The leader was Robert L. Kelley, a bombastic blowhard, was tolerated because he was dying of cancer. He had been at UCSB since it was a teacher college. His minority grad students hated him, calling him a racist. He was best known as a fixer. When the history department's personnel committee and that of another department rejected a pay increase for a senior professor because of repeated sexual harassment charges, Kelley convened an ad hoc committee of senior history professors that overruled the personnel committee, saying that the professor was a "good citizen" because he had published extensively. They also overrode the recommendation of the department.

Ray Huerta, the affirmative action office, was in collusion with the administration. Discovery produced evidence that he justified the non-hiring of Latinos and other minorities. In the student takeover of 1975, students had demanded the firing of Huerta who enamored many white liberals by using liberal rhetoric. Huerta also had a poor reputation in the Mexican American community.

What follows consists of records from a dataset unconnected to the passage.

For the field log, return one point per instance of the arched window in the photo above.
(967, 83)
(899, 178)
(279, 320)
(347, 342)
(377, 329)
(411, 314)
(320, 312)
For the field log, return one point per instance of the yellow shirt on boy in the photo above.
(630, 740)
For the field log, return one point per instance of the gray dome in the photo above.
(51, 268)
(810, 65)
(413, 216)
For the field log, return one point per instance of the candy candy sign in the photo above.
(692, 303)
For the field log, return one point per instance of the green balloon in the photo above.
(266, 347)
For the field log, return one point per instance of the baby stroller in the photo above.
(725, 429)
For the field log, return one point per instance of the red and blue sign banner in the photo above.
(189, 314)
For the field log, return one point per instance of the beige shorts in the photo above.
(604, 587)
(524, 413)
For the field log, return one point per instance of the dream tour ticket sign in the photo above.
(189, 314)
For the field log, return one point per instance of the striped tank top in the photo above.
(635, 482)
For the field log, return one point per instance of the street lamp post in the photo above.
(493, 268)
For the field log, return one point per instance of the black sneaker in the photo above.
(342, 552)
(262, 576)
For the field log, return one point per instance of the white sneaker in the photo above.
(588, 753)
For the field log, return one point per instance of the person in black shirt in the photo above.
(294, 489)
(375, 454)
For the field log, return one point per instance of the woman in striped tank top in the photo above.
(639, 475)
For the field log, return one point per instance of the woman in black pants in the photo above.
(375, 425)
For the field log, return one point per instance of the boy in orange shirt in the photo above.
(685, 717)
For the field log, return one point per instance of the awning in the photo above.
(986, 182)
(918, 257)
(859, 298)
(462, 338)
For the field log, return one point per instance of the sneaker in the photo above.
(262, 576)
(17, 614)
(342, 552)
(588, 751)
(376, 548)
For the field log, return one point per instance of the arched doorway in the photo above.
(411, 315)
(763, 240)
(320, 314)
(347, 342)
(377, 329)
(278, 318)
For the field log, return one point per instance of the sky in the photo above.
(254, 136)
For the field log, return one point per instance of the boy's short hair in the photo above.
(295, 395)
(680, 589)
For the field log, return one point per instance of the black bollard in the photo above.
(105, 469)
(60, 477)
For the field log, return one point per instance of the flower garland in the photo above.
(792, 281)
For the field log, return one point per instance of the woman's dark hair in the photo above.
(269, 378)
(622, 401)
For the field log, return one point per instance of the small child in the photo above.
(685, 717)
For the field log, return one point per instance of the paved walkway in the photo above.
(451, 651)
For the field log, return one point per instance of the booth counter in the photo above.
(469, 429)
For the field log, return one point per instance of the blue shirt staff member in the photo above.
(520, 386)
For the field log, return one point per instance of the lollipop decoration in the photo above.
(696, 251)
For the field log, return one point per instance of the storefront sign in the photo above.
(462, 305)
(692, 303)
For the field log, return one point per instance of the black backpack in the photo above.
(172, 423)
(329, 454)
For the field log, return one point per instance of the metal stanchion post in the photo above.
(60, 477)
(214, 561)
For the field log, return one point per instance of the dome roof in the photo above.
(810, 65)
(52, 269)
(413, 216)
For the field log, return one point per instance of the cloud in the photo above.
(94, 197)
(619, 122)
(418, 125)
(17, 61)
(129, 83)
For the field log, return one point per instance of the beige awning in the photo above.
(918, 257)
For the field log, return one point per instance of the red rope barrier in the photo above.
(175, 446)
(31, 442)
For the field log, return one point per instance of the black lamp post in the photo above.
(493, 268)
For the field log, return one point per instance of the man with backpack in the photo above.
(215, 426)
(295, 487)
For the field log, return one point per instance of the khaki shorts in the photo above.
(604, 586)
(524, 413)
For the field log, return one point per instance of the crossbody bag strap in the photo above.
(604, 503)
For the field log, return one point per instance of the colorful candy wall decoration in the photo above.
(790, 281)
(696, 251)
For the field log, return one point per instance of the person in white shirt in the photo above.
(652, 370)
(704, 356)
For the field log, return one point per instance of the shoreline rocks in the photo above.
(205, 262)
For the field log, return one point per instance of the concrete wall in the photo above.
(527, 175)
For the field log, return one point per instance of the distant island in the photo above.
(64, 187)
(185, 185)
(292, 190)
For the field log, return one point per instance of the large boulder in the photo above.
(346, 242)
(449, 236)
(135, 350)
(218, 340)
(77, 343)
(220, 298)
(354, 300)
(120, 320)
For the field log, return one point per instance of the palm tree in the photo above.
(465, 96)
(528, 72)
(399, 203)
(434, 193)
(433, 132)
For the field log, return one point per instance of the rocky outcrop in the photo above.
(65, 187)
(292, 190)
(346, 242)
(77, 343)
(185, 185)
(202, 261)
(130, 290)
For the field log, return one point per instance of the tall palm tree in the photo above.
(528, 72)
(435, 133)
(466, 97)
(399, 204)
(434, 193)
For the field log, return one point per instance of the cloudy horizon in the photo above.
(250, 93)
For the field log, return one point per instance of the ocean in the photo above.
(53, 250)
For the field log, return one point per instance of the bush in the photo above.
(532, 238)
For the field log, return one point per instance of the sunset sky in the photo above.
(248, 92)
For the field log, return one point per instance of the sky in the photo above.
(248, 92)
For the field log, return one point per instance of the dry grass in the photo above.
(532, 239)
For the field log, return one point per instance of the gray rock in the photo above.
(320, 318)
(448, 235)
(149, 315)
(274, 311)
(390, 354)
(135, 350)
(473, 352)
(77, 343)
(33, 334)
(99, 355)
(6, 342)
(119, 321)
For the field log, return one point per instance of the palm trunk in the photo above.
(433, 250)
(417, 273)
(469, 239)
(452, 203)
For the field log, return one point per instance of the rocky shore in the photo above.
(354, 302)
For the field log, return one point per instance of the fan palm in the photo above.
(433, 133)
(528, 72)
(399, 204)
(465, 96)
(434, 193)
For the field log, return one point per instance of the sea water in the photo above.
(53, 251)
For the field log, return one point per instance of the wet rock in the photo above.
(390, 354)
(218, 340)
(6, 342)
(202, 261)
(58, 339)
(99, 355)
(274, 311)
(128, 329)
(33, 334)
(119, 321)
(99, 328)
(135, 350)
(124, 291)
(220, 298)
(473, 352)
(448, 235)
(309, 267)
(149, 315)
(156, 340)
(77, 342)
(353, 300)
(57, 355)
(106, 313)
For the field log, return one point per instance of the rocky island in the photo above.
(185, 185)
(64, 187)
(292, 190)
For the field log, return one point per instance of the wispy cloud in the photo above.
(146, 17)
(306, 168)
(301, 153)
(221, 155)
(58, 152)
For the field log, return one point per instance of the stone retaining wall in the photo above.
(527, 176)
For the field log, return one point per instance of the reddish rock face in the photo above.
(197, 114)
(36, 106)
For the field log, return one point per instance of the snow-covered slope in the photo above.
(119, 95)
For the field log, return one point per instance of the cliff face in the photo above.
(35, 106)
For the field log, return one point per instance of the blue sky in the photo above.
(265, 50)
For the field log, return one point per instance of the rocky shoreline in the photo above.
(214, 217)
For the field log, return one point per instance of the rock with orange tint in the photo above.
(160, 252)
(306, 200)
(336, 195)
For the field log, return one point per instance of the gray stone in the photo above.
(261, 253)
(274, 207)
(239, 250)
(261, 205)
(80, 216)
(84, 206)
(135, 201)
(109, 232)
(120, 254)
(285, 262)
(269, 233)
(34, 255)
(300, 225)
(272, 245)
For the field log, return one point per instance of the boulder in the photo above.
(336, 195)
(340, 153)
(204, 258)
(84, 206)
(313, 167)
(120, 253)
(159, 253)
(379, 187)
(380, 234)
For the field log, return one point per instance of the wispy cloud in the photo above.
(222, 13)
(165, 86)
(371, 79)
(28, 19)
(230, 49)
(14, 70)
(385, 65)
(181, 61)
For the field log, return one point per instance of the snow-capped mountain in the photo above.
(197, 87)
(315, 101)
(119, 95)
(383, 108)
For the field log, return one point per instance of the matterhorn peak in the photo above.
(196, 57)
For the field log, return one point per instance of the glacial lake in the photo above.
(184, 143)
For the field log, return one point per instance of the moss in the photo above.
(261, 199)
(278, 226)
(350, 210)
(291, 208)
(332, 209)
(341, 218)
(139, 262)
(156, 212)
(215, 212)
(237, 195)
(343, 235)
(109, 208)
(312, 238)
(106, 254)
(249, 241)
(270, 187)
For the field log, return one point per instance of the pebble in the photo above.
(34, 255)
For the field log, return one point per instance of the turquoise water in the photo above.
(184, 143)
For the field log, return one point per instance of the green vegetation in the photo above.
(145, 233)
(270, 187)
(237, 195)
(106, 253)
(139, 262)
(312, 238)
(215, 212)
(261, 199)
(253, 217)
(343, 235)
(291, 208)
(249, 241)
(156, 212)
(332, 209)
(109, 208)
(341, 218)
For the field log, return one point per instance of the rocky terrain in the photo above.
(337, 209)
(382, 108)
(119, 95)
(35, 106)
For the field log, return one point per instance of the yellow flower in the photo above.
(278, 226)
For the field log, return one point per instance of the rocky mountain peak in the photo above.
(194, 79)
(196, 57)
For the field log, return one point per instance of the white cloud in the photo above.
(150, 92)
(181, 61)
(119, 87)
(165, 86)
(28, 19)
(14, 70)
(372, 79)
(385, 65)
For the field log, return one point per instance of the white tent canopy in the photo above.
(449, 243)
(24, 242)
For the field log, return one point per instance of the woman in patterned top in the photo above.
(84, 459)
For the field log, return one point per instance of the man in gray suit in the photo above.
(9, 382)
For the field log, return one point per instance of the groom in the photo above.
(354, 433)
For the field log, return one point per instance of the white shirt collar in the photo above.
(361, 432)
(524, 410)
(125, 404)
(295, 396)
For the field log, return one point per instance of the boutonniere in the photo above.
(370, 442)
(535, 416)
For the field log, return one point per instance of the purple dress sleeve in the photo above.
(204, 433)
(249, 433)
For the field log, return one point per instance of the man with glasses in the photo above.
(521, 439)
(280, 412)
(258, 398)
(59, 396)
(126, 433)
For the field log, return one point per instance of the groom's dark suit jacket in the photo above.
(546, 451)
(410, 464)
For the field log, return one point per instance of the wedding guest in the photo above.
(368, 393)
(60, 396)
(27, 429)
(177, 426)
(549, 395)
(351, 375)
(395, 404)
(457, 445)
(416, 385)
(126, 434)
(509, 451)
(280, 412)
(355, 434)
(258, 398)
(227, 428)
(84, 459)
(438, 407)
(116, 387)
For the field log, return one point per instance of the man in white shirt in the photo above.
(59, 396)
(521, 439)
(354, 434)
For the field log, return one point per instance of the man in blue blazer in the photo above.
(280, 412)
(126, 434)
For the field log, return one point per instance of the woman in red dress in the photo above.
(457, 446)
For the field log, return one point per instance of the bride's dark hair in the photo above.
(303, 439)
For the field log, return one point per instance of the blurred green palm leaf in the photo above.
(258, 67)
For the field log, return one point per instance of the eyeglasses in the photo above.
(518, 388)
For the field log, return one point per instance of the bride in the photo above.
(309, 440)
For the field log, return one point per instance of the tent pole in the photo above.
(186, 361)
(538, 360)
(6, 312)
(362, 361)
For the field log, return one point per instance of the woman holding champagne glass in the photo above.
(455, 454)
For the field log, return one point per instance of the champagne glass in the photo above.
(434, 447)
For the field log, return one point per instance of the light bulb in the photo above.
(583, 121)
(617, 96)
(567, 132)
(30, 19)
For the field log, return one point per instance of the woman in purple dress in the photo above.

Wallace Chafe was the founder of the UCSB Linguistics Department. He was an expert in Indian languages. However, the more we dug into his background the more warts became visible. Chafe had worked for the Central Intelligence Agency (CIA) and was upset with a map in "Occupied America" that showed Texas and the Southwest as belonging to Mexico in 1821. Ironically, he had no objection to a map of the United States owning Indian land. He was a rigid man who in deposition called Noam Chomsky a charlatan, inferring that he was not qualified to teach in his department and was not a linguist. A couple more of the reviewers were also suspected of having ties to the CIA.

We found dirt on almost every member of the personnel committee. However, the driving force besides Kelley was Jeffrey Burton Russell, a history and religious studies professor, who showed obvious animus toward me. Russell chaired the review committee. At one point he said that my work was Marxist because I used the word "hegemony."

Leonard Minsky, a medieval scholar, was fascinated by Russell. In his Inventing the Flat Earth, Russell argues that this myth was spread by 19th century anti-Christians to defame educated Christians. Russell was obsessed with the devil and wrote a five-volume history about the devil: Devil, Satan, Lucifer, Mephistopheles and The Prince of Darkness. Russell, a convert to Catholicism, was a tenured position at Notre Dame but left because he did not consider it orthodox enough. Minsky theorized that Russell had demonized me ‘«Ű I had become the devil -- The Prince of Darkness.

The upshot was after spending more than $5 million, the UC lost on the evidence. There was no doubt in my attorneys' minds that we could have won on the political and race causes of action. Judge Collins awarded my attorneys a million dollars and me over $300,000 in lieu of the position.

It was a bloody battle which I had to personalize. The money came mostly from the Los Angeles area. The UC had done us a favor by moving it to LA; it was my base. Admittedly, I made inflammatory statements such as if I won I would ride a Zapata like white horse onto the middle of the campus and plant a Mexican flag.

I also said that the reviewers were so worthless even their own wives would not miss them when they died because they were bad lays. I probably over estimated their testosterone levels in life.

This was, however, necessary because of the overwhelming power of the University of California. Petty people are always threatened by the other whether it is people, ideas or books. But in the end, history absolved me as it will the Tucson MAS program.